52_3_bookshelfThe Cello Suites: J. S. Bach, Pablo Casals, and the Search for a Baroque Masterpiece

by Eric Siblin

House of Anansi Press

328 pages; $29.95


An encounter with Bach’s solo Cello Suites at a concert in Toronto, a chance conversation in a Montreal café with an elderly cellist who turns out to be a “living breathing link with the past”, the opportunity to study the oldest existing score of the Suites in a Brussels library - all this spurs Eric Siblin to uncover the story behind the Suites.

Siblin never found Bach’s original score. But he did find a copy of the same edition of the Suites that Pablo Casals had discovered in 1890, which had lead the young cellist to perform them together for the first time in their history. “I had stumbled into my own prelude,” writes Siblin.

The former Montreal pop music critic is curious, resourceful and passionate. Even though this is a tale of personal discovery, Siblin knows when to get out of the way. So we get biographies of Bach, and Casals, as well as the performance history of the Suites.

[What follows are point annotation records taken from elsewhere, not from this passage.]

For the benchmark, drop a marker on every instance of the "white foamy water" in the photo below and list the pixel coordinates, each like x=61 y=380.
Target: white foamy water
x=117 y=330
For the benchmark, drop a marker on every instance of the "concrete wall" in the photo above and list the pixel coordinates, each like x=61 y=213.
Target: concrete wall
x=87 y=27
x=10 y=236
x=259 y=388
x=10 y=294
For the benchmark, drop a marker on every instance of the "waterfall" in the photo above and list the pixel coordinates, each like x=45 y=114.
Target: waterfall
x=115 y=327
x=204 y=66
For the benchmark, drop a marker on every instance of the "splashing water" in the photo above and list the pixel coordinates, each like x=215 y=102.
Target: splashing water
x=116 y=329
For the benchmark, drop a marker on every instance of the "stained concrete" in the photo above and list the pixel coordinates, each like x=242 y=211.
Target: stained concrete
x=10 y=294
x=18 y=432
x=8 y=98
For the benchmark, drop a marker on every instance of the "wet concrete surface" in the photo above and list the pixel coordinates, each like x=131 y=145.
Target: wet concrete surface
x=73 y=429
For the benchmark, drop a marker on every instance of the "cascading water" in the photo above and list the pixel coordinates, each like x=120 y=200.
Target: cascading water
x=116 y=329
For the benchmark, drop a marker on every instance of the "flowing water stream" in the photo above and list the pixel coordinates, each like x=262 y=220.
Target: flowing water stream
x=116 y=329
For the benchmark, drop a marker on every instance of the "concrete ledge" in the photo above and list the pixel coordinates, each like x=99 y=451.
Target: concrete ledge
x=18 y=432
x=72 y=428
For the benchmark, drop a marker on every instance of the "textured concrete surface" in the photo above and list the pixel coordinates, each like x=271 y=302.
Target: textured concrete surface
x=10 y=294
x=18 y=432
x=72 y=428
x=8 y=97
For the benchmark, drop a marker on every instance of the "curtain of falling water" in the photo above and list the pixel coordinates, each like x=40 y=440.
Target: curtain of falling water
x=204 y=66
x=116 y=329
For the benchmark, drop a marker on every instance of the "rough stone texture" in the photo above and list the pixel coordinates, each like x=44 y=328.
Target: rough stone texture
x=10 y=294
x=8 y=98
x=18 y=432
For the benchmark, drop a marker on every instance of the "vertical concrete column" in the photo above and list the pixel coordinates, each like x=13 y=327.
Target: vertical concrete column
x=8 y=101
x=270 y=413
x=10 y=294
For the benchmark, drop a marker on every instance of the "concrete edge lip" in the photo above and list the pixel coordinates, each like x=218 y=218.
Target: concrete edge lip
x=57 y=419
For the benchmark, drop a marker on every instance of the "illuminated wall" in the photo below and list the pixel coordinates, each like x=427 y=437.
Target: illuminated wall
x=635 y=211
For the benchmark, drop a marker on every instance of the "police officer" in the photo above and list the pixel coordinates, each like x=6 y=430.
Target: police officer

Siblin is a skillful writer. His passion for the music and instinctive grasp of the issues comes through. He has done extensive research, although he gets a few minor things wrong. For example, the Berkeley Symphony, which Kent Nagano conducted for almost thirty years, is hardly an “amateur hippied-out” orchestra. The instrument that Dmitry Badiarov promotes for the sixth suite is the violoncello da spalla, which is held on the shoulder, not the violoncello piccolo, which is in fact held like a cello. He offers a reliable bibliography to back up his research. But, frustratingly, his endnotes are hidden at the back, with nothing in the text to indicate what they are annotating.

Siblin is right that the Cello Suites provide a perfect entrée into the sound world of Bach. He provides a delightful and illuminating journey into that world.